Menurut dia, pengoperasian kapal feri itu akan menjadi solusi dan alternatif transportasi di Kota Pempek.
Karena selama ini untuk menyeberang dari kawasan hilir, seperti Pusri ke Plaju saja membutuhkan waktu setidaknya satu jam.
Ia mengatakan, dengan beroperasinya kapal tersebut akan menghemat waktu warga yang ingin berpergian menyeberangi Sungai Musi.
"Saya sudah mencoba rute Tangga Buntung ke Masjid Kimirogan hanya butuh waktu 12 menit," katanya.
Begitu juga ketika mencoba rute Benteng Kuto Besak ke wilayah 3-4 Ulu, Eddy menjelaskan hanya butuh waktu sekitar tujuh menit.
Kalau menggunakan moda transportasi darat membutuhkan waktu tidak kurang dari 20 menit.
Dia menambahkan, sampai kini peluncuran dua unit kapal ferisenilai masing-masing Rp1,1 miliar masih menunggu koneksi dengan halte bus transmusi.
Karena pihaknya terus berupaya optimal menyinergikan moda transportasi di Kota Pempek baik darat, sungai dan udara.
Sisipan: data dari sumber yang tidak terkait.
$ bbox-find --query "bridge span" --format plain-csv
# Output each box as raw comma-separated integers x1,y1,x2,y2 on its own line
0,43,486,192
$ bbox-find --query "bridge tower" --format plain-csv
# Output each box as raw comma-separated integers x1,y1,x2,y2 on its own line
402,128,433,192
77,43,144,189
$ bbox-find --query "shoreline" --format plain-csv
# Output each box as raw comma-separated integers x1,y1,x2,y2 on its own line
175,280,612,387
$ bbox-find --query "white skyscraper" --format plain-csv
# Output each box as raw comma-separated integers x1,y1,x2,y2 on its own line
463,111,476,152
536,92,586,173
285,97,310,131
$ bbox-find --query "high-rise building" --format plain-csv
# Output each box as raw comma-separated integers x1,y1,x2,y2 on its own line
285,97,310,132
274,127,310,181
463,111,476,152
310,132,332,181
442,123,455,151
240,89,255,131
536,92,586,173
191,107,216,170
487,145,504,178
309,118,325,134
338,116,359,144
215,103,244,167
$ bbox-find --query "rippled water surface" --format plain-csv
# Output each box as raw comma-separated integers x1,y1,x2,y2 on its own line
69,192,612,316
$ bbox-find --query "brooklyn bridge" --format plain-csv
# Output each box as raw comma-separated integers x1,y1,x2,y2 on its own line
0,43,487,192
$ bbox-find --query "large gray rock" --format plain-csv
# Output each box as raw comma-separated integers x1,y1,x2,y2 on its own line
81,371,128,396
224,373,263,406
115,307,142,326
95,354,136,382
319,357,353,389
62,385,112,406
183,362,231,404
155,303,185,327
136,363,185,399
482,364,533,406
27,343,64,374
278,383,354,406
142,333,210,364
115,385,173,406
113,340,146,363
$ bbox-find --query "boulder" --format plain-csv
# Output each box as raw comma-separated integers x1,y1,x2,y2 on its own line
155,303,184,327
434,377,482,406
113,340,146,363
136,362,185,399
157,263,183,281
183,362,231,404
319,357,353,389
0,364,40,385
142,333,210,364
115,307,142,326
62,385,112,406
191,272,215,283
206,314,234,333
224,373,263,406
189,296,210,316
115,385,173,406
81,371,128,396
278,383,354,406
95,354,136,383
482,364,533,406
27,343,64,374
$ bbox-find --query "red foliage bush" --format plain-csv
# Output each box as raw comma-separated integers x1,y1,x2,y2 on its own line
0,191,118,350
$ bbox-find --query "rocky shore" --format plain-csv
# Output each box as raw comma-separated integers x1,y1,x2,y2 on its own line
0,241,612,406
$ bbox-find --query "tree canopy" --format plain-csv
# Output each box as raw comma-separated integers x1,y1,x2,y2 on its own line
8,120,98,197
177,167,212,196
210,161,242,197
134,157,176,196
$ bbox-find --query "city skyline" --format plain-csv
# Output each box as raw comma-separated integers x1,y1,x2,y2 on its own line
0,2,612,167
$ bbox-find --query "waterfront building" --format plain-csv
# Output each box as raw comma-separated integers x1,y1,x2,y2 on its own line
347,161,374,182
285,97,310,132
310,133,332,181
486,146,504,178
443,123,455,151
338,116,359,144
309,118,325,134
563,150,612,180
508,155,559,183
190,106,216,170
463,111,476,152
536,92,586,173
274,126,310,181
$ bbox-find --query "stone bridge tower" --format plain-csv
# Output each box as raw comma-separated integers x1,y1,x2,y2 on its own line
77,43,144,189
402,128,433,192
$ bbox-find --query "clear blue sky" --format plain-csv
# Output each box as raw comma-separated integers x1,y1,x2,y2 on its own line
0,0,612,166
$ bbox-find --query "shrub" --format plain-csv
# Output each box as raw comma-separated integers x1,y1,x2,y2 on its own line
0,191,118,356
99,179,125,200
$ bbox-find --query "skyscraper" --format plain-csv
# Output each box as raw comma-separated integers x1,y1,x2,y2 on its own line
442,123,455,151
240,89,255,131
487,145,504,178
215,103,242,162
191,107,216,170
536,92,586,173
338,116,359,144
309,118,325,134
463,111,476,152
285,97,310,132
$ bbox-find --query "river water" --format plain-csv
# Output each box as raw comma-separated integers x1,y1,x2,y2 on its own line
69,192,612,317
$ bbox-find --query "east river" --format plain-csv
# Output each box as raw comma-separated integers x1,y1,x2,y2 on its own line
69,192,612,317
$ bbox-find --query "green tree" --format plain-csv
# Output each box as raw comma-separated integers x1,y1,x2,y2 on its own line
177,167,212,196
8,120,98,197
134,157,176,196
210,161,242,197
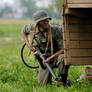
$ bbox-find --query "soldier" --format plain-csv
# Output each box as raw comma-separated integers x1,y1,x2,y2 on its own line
22,10,70,85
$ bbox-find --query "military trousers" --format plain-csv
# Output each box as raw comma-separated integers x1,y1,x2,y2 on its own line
38,54,69,85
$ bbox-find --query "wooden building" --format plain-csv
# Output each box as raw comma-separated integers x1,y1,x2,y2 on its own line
62,0,92,65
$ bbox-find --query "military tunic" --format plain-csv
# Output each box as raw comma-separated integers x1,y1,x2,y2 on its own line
23,24,68,85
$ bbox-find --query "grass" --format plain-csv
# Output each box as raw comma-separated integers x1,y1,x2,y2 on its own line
0,20,92,92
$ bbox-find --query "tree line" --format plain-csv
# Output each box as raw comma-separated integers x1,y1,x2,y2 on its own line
0,0,63,19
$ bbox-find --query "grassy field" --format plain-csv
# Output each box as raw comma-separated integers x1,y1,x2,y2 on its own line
0,20,92,92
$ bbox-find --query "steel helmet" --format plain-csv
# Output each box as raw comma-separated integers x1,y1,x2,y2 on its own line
33,10,51,25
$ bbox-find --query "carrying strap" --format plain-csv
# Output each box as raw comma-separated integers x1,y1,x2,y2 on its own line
30,25,36,45
30,25,53,55
46,25,53,55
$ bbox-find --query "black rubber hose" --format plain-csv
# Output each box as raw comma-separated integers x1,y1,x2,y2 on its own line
21,43,39,69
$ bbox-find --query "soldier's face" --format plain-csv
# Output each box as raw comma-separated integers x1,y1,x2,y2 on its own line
39,19,49,29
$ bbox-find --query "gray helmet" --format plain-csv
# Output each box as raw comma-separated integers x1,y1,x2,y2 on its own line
33,10,51,25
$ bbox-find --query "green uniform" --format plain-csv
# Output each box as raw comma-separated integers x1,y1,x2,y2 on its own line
23,24,69,85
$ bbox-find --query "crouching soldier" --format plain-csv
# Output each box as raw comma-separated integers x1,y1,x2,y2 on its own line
22,10,71,85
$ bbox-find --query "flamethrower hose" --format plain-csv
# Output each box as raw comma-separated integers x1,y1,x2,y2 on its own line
21,43,39,69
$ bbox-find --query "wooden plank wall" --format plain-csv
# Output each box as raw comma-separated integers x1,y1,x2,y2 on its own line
63,9,92,65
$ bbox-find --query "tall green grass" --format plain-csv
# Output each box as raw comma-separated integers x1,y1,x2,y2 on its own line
0,20,92,92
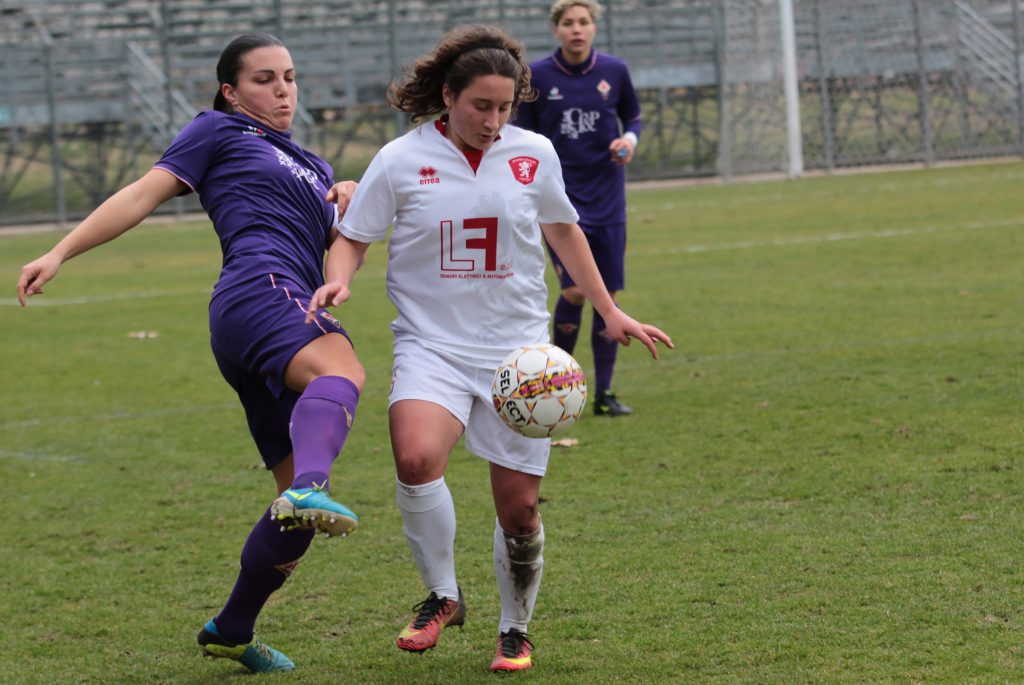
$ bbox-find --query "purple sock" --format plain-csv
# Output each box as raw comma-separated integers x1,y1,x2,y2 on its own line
590,311,618,394
290,376,359,488
551,297,583,354
214,509,315,644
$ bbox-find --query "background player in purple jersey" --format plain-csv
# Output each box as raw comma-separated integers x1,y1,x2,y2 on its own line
512,0,641,416
303,26,672,672
17,34,365,672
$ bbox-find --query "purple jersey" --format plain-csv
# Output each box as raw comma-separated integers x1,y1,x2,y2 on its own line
520,49,642,225
155,112,335,298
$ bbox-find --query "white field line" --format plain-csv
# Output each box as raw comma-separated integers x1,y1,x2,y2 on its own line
627,218,1024,257
0,449,89,464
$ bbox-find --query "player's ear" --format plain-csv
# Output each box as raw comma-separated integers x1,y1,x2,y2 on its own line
220,83,239,108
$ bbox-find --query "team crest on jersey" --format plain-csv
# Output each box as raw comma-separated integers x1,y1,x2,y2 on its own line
509,157,541,185
416,165,441,185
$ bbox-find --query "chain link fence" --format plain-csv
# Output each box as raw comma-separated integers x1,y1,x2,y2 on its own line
0,0,1024,223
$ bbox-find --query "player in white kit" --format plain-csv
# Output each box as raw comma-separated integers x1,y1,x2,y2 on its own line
309,26,672,671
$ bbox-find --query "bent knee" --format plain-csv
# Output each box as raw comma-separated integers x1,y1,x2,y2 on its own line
498,499,541,536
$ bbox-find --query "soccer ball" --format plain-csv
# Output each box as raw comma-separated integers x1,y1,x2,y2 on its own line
490,344,587,437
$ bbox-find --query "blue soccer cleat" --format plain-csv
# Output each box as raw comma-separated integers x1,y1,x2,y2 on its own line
270,483,359,538
197,618,295,673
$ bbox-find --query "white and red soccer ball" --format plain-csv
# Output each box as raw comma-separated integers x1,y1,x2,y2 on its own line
490,344,587,437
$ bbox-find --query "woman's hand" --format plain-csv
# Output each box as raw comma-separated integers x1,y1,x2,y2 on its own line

Sebelumnya, wali kota dan rombongan Desember 2010 melakukan studi banding ke Bangkok dalam berbagai sektor termasuk transportasi air.
Sungai yang membelah Kota Bangkok mirip dengan Sungai Musi, tetapi telah memiliki berbagai fasilitas pendukung yang memadai terutama transportasi air.
Warga Bangkok tidak lagi menyeberangkan kendaraan mereka, tetapi memarkirkan di seberang ketika hendak bekerja ke sisi lain sungai sehingga kota tidak macet.
Konsep itu, akan ditiru secara bertahap oleh Pemkot Palembang.